12 Eylül 2010 makasına gelindiğinde ise lokomotif kompartımanlardan ayrılıp tarihsel yönünde, yani sağdan yoluna devam ederken, kompartımanlardan biri haline dönüşen kimi “sol” özneler ise bir süre sonra ortada kalıvermişti.
Emperyalizm ve sermayenin lokomotifi AKP, İkinci Cumhuriyet rejiminin kuruluşu için önünde kalan gerçek engel ile yüzleşmeye yaklaşıyor ve attığı her adımda, memleketimizin ilerici, laik, kamucu, bağımsızlıkçı ve özgürlükçü toplumsal kesimleri ile çeşitli siyasi başlıklarda doğrudan karşı karşıya kalıyordu.

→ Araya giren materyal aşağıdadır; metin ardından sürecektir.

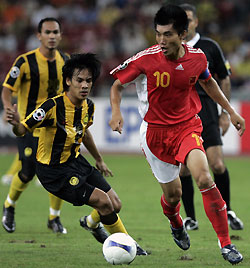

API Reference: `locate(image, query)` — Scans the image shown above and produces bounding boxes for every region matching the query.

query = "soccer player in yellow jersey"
[6,53,147,255]
[2,18,69,233]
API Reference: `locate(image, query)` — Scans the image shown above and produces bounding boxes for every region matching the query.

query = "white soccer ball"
[102,233,137,265]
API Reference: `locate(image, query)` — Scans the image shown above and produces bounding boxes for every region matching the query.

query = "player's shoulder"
[184,44,204,54]
[198,36,220,49]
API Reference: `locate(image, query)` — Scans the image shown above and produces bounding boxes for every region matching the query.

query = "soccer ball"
[102,233,136,265]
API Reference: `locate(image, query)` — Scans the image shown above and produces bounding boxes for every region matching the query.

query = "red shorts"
[146,115,205,166]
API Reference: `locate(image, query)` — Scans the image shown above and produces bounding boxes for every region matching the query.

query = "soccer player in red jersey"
[110,5,245,264]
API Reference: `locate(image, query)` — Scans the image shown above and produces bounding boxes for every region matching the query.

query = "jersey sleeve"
[21,99,56,132]
[110,56,142,85]
[3,55,26,92]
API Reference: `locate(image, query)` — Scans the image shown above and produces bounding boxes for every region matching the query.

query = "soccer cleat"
[47,217,67,234]
[183,217,199,231]
[80,216,109,244]
[221,244,243,264]
[2,206,16,233]
[227,210,244,230]
[170,225,190,250]
[135,242,149,256]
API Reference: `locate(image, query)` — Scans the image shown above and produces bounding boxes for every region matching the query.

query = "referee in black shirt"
[180,4,243,230]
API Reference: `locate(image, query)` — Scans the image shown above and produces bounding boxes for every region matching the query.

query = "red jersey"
[110,44,211,125]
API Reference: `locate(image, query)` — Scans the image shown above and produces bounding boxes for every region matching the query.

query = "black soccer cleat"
[2,206,16,233]
[227,210,244,230]
[135,242,150,256]
[170,225,190,250]
[221,244,243,264]
[80,216,109,244]
[183,217,199,231]
[47,217,67,234]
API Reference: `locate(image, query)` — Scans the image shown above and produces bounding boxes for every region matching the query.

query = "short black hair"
[154,5,188,34]
[37,17,61,33]
[62,53,101,91]
[180,3,197,18]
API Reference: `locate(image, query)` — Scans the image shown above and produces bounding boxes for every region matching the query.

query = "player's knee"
[98,194,114,215]
[18,171,33,183]
[211,161,226,174]
[196,170,213,189]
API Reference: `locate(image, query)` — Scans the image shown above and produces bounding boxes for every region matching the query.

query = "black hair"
[180,3,197,18]
[37,17,61,33]
[154,5,188,34]
[62,53,101,91]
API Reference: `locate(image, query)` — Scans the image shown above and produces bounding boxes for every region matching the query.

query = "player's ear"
[66,77,71,86]
[180,30,188,40]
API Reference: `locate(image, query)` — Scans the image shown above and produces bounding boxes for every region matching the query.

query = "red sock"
[161,195,183,229]
[200,183,231,248]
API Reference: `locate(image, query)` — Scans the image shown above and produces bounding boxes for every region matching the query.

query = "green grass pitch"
[0,154,250,268]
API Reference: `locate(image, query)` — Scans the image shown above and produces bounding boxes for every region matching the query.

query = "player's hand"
[219,111,230,136]
[109,113,123,134]
[230,112,246,136]
[5,104,20,126]
[96,160,113,177]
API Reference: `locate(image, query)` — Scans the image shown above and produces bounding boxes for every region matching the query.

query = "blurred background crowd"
[0,0,250,100]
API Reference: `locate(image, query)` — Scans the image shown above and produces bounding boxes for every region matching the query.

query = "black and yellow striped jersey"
[3,48,69,120]
[21,93,95,165]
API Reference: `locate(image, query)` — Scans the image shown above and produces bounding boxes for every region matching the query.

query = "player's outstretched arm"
[109,79,123,134]
[199,78,246,136]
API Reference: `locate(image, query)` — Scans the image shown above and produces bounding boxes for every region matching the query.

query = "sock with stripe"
[161,195,183,229]
[200,184,231,247]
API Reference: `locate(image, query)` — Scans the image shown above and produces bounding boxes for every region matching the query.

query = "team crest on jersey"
[118,61,128,71]
[33,108,45,122]
[189,76,196,85]
[10,66,20,78]
[69,177,79,186]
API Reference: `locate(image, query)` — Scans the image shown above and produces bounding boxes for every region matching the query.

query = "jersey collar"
[187,33,201,47]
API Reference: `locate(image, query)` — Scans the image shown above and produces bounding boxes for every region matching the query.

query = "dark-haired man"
[110,5,245,264]
[2,18,69,234]
[6,53,147,255]
[180,4,243,230]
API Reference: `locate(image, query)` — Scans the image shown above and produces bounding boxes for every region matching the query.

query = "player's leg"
[1,153,22,185]
[186,149,243,263]
[47,193,67,234]
[206,145,244,230]
[2,135,36,232]
[180,165,198,230]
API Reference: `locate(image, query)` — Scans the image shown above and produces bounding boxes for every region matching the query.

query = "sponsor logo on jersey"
[33,108,45,122]
[24,147,32,157]
[175,64,184,71]
[69,177,79,186]
[10,66,20,78]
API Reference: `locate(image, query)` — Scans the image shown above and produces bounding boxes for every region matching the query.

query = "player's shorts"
[17,132,38,179]
[140,116,204,183]
[37,155,111,206]
[199,96,223,150]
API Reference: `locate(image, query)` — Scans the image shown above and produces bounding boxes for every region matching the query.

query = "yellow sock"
[90,209,100,223]
[6,153,22,176]
[49,193,63,220]
[104,215,128,234]
[4,173,29,207]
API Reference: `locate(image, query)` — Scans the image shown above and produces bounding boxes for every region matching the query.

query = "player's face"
[186,10,198,41]
[156,24,186,58]
[66,69,93,105]
[37,21,62,50]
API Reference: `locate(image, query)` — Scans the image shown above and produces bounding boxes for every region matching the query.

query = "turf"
[0,154,250,268]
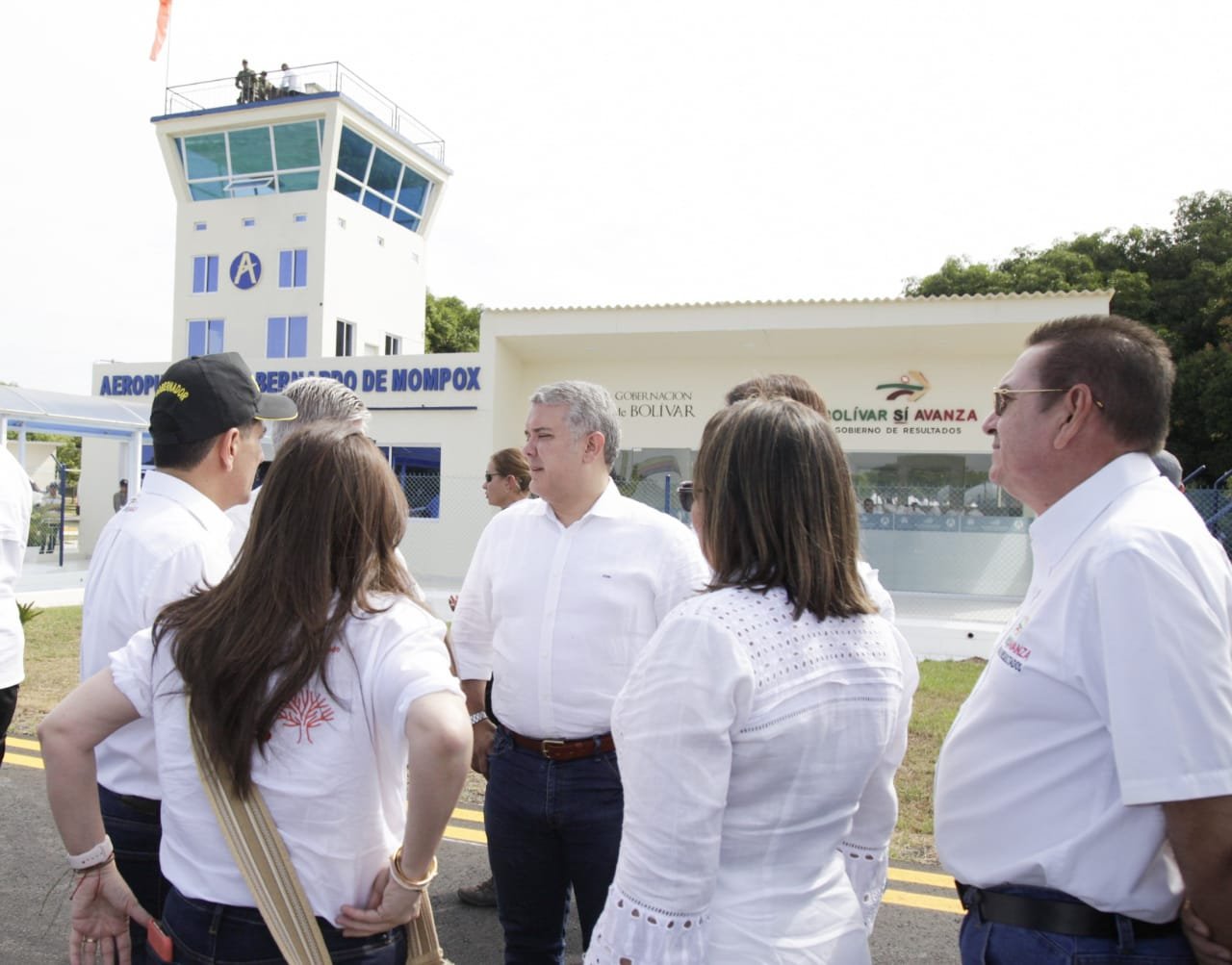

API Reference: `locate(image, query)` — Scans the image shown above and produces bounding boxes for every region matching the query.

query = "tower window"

Kadınların toplumsal yaşamdaki yerlerine ilişkin attığı gerici adımlar ilerici kadınların duvarına tosluyor, YGS’de ortaya çıkan şifre skandalında on binlerce liseli gencin sokaklardaki direnci ve cesaretine şaşırıyor, ODTÜ’de öğrenci gençlik engeline takılıyor, Roboski ve Reyhanlı katliamlarına tepkiler doğrudan iktidarı hedef alıyor, 1 Mayıs’larda işçilere emekçilere karşı şiddet giderek artıyor ve öfke giderek kabarıyordu.
31 Mayıs 2013 akşamına kadar biriken bu öfke patladı. Dünyada eşi benzeri çok görülmemiş, Cumhuriyet tarihinin en kitlesel halk ayaklanması ile AKP iktidarı açısından İkinci Cumhuriyet hülyasının kâbusa dönüştüğünü görüyorduk.
Bu kabus sırasında lokomotifin kazanına kömür atanlar arasında ciddi bir dağılma hali ortaya çıkmış oluyordu. Sonrasını daha fazla detaylandırmadan içinden geçmekte olduğumuz konjonktüre gelelim.
Yalnızca tekrar seçim değil, tekrar kompartıman olmanın olası sonuçları
Bugün ise rejim kaynaklı tartışmalarda, rejimin içinde bulunduğu kriz başlıklarının devrimci mücadeleye nereden ve nasıl alan açacağına dair sol içinde yine farklı yaklaşımlar var.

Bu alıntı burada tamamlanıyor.